Writing about nice, ‘ordinary’ people, in a way that will make readers want to keep turning the pages, is not easy. And writing about nice people made tentative and ineffectual by life’s defeats and challenges—and other people’s attitudes and expectations--is harder still. In many ways, it’s so much simpler to write flamboyant, selfish, silly or psychopathic characters: those extreme personality traits can be very useful characterisation shortcuts. So it’s a real achievement when a writer not only pulls off the difficult task, but does it with keen observation and generous wit, as Jon Appleton does in his debut novel, Ready to Love.

As its title indicates, Ready to Love can broadly be described as a romantic comedy. Set in contemporary London, it’s centred around two main characters: Minna, who’s just ended a relationship with self-absorbed Julian, latest in a short line of unsatisfactory lovers; and Jeff, still hurting from the breakup with his equally self-absorbed wife Sarah a year ago. Neither Minna nor Jeff have been ‘high-flyers’ or ‘movers or shakers’ in the world of work anymore than they have been marked successes in their love lives, but they are good people who try to do the best they can by their colleagues and families and friends.
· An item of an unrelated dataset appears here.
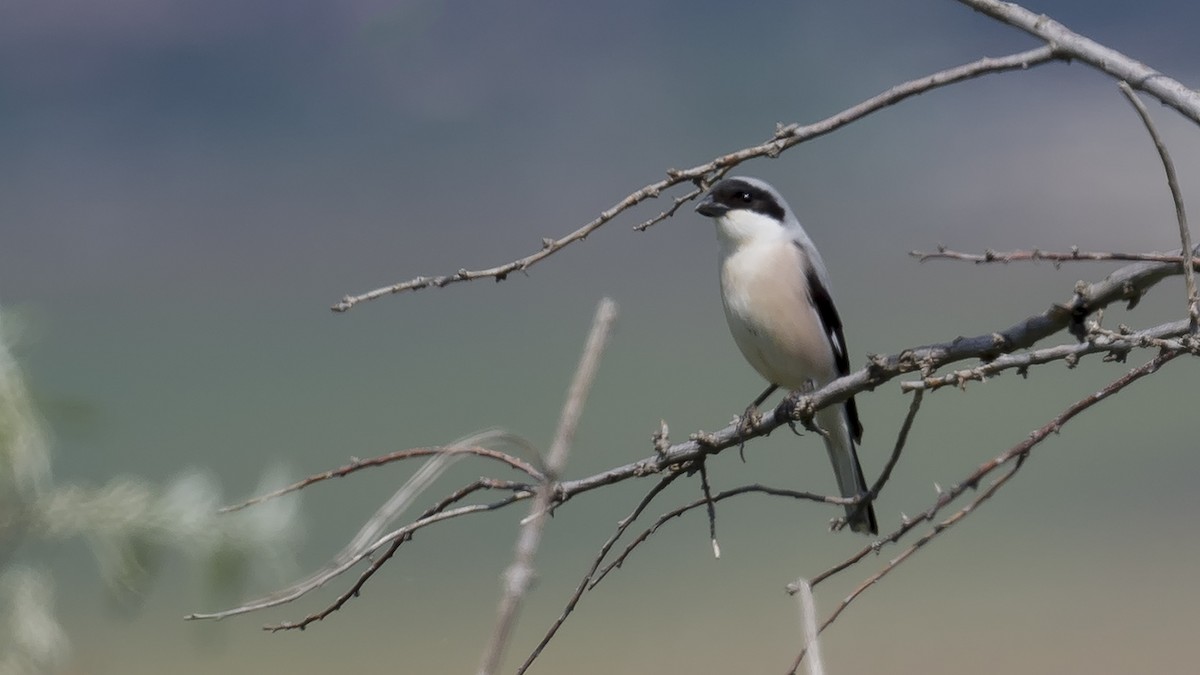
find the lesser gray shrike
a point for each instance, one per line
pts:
(780, 310)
Unfortunately, that can lead to them being patronised or even bullied by stronger personalities who think that they know better than Minna or Jeff what each of them are like or should do.

The reader hopes of course that these two nice yet rather bruised and tentative—but never pathetic or unsympathetic-- people will eventually find the beginnings of happiness with each other once they realise that they are, indeed, ‘ready for love’, but it’s not just that, pleasant as it is, which keeps you absorbed in the novel. In an interview I conducted recently with Jon Appleton, he said that, Ready to Love is about the way we see ourselves and how we think other people see us, and the different kinds of attachments we form to those around us: family, friends, lovers, colleagues. And that is what makes the book so satisfying: too often, in romantic comedies, the focus is just on the search for love, but in this novel, the author does not forget the other large chunks of life, including the everyday world of work, which in real life takes up so much of people’s time, thoughts, and emotional energy. And the great cast of secondary characters, from all the different areas of Minna’s and Jeff’s lives, are deftly sketched in with telling detail.

Jon also mentioned in the interview how important the novel’s London setting was to him, as the idea for it came out of a feeling of homesickness when he was living away from his London home for a year, but was developed fully later, when he was back. That development is evident in the novel, where the city background of these contemporary thirty-something professionals is painted with a light yet vivid touch, adding to the enjoyment of a novel that is both most entertaining and elegantly written.




1 comment:

  1. Thank you, Sophie. That's an excellent point about the difficulty of writing about unexceptional characters, and indeed it's one of the strengths of Jon's book. I also liked the way he showed how adults behave when they're back at home with their parents - a sort of unwitting return to adolescence. I think a great many readers will recognise that!